Press Release

Saint Louis University Hospital nurses overwhelmingly vote to authorize strike

Group of five nurses outside Saint Louis University Hospital holding signs calling for patient safety

SLUH nurses voted to authorize a strike due to chronic short staffing, patient and staff safety, and management’s failure to recruit and retain experienced RNs

Registered nurses at SSM Health Saint Louis University Hospital (SLUH) in St. Louis, Mo., voted yesterday 94 percent in favor of authorizing their nurse bargaining team to call a strike if the issues RNs have been raising in ongoing contract negotiations remain unresolved, announced National Nurses Organizing Committee/National Nurses United (NNOC/NNU).

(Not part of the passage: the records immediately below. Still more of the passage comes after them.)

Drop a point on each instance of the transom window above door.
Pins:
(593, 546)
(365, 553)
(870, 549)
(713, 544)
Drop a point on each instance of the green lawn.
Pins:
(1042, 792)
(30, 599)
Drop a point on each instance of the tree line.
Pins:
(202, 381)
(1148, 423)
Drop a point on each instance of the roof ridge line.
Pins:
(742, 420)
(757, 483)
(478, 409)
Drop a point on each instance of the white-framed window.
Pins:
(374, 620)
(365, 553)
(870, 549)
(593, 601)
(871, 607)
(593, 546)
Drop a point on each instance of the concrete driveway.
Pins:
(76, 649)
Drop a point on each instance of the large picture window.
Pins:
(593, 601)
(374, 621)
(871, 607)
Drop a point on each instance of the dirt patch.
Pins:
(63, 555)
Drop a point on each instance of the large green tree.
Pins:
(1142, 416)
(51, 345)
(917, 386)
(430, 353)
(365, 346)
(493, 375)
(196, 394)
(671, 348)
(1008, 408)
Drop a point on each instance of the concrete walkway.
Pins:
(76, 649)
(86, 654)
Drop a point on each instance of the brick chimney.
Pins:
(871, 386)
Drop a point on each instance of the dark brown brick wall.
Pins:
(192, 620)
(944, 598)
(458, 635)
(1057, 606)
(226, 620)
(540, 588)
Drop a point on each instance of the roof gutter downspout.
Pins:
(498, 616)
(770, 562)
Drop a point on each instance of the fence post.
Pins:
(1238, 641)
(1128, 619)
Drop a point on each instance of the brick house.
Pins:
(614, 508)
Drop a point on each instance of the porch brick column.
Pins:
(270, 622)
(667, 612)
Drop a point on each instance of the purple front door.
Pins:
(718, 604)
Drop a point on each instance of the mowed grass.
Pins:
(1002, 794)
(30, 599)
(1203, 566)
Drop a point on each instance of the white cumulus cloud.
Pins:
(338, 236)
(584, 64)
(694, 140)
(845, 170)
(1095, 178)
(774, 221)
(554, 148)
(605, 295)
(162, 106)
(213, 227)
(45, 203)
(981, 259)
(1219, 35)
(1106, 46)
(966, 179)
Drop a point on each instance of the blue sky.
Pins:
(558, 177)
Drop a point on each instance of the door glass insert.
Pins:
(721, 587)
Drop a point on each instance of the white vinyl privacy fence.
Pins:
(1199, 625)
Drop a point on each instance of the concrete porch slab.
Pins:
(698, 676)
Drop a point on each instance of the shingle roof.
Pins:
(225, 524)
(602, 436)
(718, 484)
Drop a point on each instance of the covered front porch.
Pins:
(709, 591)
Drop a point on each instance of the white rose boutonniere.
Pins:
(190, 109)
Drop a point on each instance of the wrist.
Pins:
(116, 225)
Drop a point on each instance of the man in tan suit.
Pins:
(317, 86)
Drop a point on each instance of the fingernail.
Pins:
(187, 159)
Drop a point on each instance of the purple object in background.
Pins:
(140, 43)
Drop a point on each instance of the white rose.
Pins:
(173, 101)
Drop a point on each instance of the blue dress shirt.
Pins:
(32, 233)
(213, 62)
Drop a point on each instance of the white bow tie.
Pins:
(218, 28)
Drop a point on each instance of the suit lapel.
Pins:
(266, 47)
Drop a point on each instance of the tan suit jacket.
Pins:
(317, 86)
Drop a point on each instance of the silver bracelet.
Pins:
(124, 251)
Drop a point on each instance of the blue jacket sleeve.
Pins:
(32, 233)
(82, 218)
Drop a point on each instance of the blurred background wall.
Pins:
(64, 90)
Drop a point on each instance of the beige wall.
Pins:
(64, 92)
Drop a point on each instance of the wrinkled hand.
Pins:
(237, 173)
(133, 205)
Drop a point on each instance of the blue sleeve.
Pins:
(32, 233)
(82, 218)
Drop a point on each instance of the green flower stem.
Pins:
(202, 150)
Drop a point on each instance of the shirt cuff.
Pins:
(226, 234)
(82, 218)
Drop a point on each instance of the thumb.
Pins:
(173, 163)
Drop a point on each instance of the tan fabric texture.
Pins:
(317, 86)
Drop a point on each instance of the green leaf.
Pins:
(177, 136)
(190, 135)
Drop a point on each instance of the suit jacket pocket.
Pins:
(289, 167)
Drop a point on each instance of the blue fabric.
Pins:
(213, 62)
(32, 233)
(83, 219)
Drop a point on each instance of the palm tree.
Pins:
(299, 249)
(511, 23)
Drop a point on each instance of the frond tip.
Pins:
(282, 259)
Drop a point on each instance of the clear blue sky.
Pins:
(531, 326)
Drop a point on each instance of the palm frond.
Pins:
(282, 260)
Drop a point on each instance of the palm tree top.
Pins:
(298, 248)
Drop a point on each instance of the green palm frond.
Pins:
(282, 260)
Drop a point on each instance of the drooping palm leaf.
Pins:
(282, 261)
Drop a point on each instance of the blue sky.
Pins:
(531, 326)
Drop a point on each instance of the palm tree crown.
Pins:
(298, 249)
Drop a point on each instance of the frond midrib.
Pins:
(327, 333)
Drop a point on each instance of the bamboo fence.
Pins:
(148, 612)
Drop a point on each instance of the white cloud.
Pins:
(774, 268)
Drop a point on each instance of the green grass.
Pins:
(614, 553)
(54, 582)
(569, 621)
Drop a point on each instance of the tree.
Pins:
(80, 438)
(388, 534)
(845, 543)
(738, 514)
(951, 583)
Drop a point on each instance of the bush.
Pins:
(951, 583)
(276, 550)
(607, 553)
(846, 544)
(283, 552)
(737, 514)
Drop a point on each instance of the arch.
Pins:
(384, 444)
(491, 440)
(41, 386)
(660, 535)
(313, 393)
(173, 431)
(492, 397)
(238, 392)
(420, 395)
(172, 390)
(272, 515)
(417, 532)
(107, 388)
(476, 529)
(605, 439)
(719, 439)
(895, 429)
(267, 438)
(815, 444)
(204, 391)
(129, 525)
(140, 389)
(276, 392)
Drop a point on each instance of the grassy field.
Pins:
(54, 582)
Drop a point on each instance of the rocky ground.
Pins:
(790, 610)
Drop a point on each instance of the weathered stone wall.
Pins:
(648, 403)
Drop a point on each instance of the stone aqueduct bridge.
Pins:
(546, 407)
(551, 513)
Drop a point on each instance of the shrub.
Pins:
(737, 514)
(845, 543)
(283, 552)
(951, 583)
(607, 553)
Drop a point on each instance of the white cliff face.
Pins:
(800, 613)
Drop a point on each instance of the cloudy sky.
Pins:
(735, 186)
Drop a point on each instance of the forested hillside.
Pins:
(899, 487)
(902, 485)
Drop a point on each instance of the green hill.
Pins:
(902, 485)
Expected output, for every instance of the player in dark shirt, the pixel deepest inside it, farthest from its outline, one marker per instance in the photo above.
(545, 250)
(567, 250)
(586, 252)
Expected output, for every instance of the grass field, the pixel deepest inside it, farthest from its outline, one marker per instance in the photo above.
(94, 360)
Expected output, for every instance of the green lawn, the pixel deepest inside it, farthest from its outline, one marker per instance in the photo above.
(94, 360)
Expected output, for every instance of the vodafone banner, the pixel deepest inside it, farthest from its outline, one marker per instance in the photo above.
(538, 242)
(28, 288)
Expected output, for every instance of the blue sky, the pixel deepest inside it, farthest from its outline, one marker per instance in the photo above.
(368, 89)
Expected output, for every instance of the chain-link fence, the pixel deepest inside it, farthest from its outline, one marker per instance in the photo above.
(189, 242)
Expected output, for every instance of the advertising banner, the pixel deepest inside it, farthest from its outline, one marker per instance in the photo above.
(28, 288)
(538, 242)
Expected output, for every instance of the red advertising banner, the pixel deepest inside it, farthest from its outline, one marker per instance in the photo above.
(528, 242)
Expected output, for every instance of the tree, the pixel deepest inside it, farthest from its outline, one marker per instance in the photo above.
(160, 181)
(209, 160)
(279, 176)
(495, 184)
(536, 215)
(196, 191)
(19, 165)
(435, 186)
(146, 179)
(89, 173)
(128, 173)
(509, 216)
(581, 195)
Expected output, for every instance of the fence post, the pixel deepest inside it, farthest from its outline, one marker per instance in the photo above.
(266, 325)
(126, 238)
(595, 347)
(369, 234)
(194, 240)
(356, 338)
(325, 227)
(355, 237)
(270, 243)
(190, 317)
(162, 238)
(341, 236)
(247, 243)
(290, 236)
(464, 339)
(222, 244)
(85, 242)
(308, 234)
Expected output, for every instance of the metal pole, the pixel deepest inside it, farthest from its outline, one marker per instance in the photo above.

SLUH nurses have been in negotiations with the hospital since May 2023 to address chronic short-staffing of nurses and ancillary staff, high staff turnover, and management’s failure to recruit and retain experienced nurses. The vacancy rate for RN positions at SLUH has been higher than 30 percent since the spring of 2022. Short staffing jeopardizes patient and staff safety and also results in increased workplace violence. The RNs held an informational picket about their deep concerns on July 19.

If the RN bargaining team does call a strike, the nurses will give at least 10 days of advance notice to the hospital to allow for alternative plans to be made for patient care.

SLUH nurses say they have been sounding the alarm about the staffing crisis and the impact on patient care for nearly two years, but management has ignored their suggestions about improving retention or working conditions. Since 2020, SLUH has hired more than 1,600 nurses, but the majority of those nurses have left.

“We serve some of the most vulnerable and underserved patients in the St. Louis area,” said Earline Shepard, RN in the cardiac catheterization lab at SLUH. “Our patients deserve quality care from well-staffed units. SLUH nurses on the front lines are willing to put everything on the line for our patients and our profession. It is deeply disturbing that management has been unwilling to adopt staffing standards that have been proven to save lives. That’s why we have voted to authorize a strike.”

“SLUH is an educational facility, yet it has quickly become a training ground for new graduates who aren’t getting the training and support they need and deserve,” said Sarah DeWilde, RN in the medical-surgical unit at SLUH. “When I was a new graduate, I received invaluable mentorship, and I make it a point to provide it to new hires. It’s a shame when new graduates leave for better opportunities after several months of investment and training at SLUH. When that happens, patients are deprived of their skill and knowledge.” 

“We have proposed numerous protections and practices that would prevent acts of workplace violence that are endangering patients and staff, but at the bargaining table, SLUH seems uninterested in making our workplaces safer,” said Jessica Tulk, RN in the emergency room at SLUH. “Short staffing is directly correlated with workplace violence. Patients and their loved ones can become understandably frustrated and confused when there are delays in care due to a lack of staff, and unfortunately, this can escalate into acts of violence. If we have the appropriate number of staff who have the proper training, we can prevent tense situations from escalating into acts of violence.

According to the National Council of State Boards of Nursing, there are 117,831 nurses in Missouri with active licenses as of Aug. 29, 2023, but according to the most recent data from the U.S. Bureau of Labor Statistics, only 78,900 are working as nurses. There is no nursing “shortage” in Missouri. Nationwide, there are more than a million registered nurses with active licenses who are choosing not to work at the bedside because of the hospital industry’s unsafe working conditions. More data and information debunking the nurse “shortage” myth can be found here.

National Nurses Organizing Committee has represented the nurses at St. Louis University Hospital since 2012.

National Nurses Organizing Committee is an affiliate of National Nurses United, the largest and fastest-growing union and professional association of registered nurses in the United States with nearly 225,000 members nationwide. NNU affiliates include California Nurses Association, DC Nurses Association, Michigan Nurses Association, Minnesota Nurses Association, National Nurses Organizing Committee, and New York State Nurses Association.